Uruguay’s dollar bonds have outperformed all their emerging-market peers this year as the small nation, sandwiched between the Covid-19 hotspots of Argentina and Brazil, gives its neighbors a masterclass on how to deal with the pandemic.

Uruguay’s bonds have returned 14.8%, more than double that in China and Russia, according to the Bloomberg Barclays Emerging Markets Hard Currency Index.
The South American nation of 3.5 million has kept deaths per capita from Covid-19 at less than 10% of its regional neighbors. What’s more, it has done that at less economic cost than almost any other country in the region. Neither is President Luis Lacalle Pou‘s administration letting down its guard, deciding to keep its borders closed to the yearly influx of tourists to resorts such as Punta del Este in the next few months.

“Uruguay has had to make some hard choices, like keeping its borders closed,” said Eamon Aghdasi, an emerging-market debt analyst at GMO in Boston, which holds $7 billion in developing-nation bonds, including Uruguay’s. “It’s a country that looks to investors like it has the capability to deal with shocks and solve fiscal problems.”

The average yield on Uruguayan bonds as measured by JPMorgan indices hit a record low on July 31 of 2.61%.
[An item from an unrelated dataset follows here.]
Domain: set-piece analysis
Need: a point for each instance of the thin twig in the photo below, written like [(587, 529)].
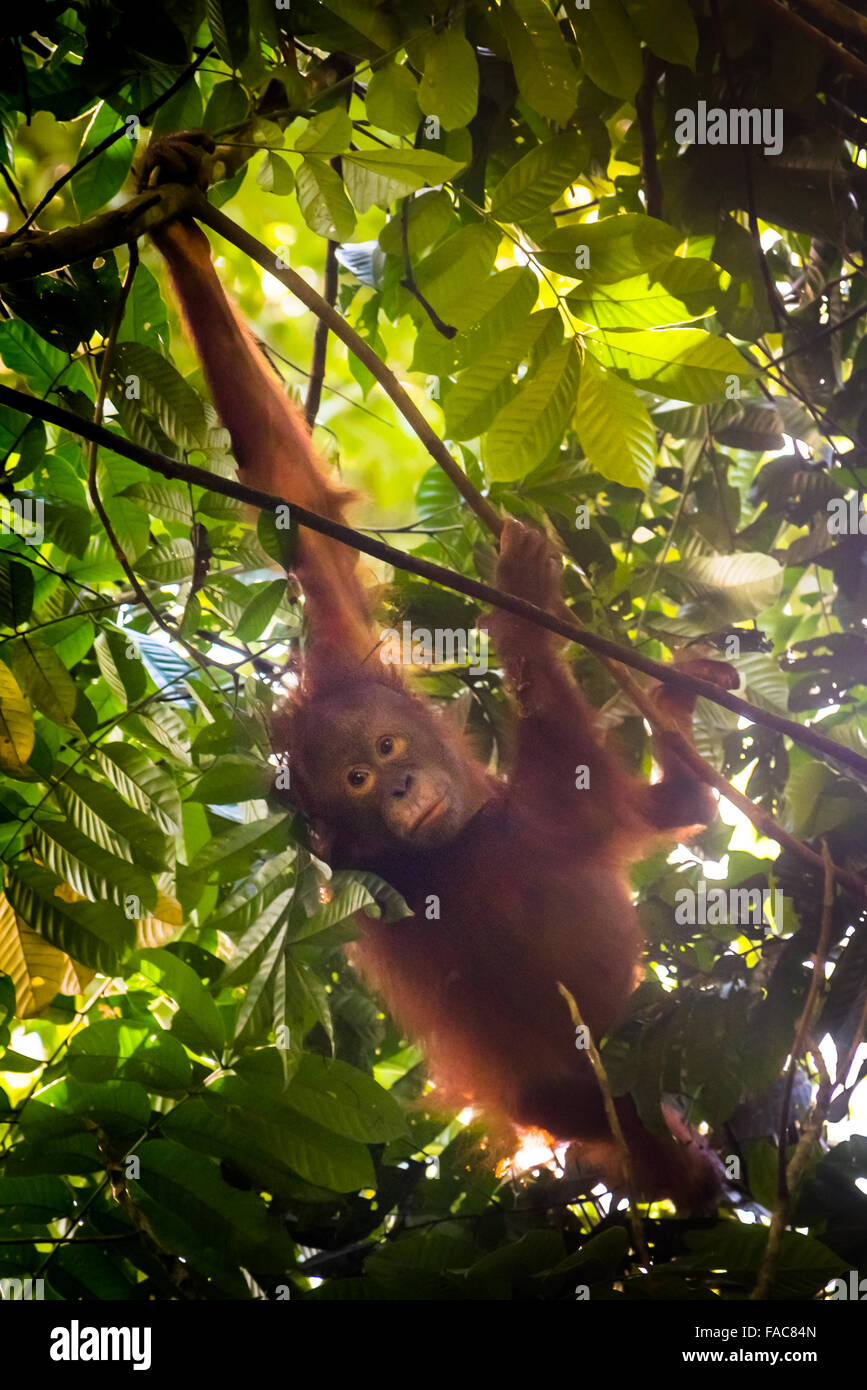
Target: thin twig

Uruguay’s gross domestic product contracted 10.6% in the second quarter from the year earlier, compared with 19.1% in Argentina, 18.7% in Mexico and a whopping 30.2% in Peru. Only Brazil came close to Uruguay’s performance, with a drop of 11.4%.

Five-Year Plan

Herman Kamil, who runs the Finance Ministry’s debt management unit, attributed bond performance to Uruguay’s high ranking in ESG indicators and a pandemic strategy that has kept the economy open and deaths low, among other factors.

Back of the Pack

Uruguay has lowest Covid death rate in South America.

President Lacalle Pou’s five-year budget has also helped. The plan seeks to cut unsustainable pre-pandemic deficits that credit rating companies have flagged as a risk to the nation’s investment grade status.

Still, in a sign that Covid is far from beaten, the number of active cases almost tripled last month to 1,423 on Nov. 30 as social distancing fatigue sets in. The government announced restrictions Tuesday including suspending indoor sports and limiting hours for bars and restaurants from Dec. 2 to Dec. 18.

Moreover, economists surveyed by the central bank have trimmed their growth outlook for 2021 three consecutive months to 3.35%, while penciling in a deeper recession this year of almost 4.3%. The government is also grappling with the highest inflation rate of any other investment grade country in the world at 9.7%, though the central bank expects inflation to dip below 7% next year.

The prices of Uruguay’s dollar bonds maturing beyond 10 years have room to rise next year if a successful Covid-19 vaccine boosts the economy, while the short-term part of the yield curve is trading at “fair value,” said Marcelo Manteiga, who manages $700 million at Montevideo-based brokerage house Gletir.

“I think next year in general is going to be a good year for emerging market issuers especially for the more solid ones like Uruguay and Chile,” he said.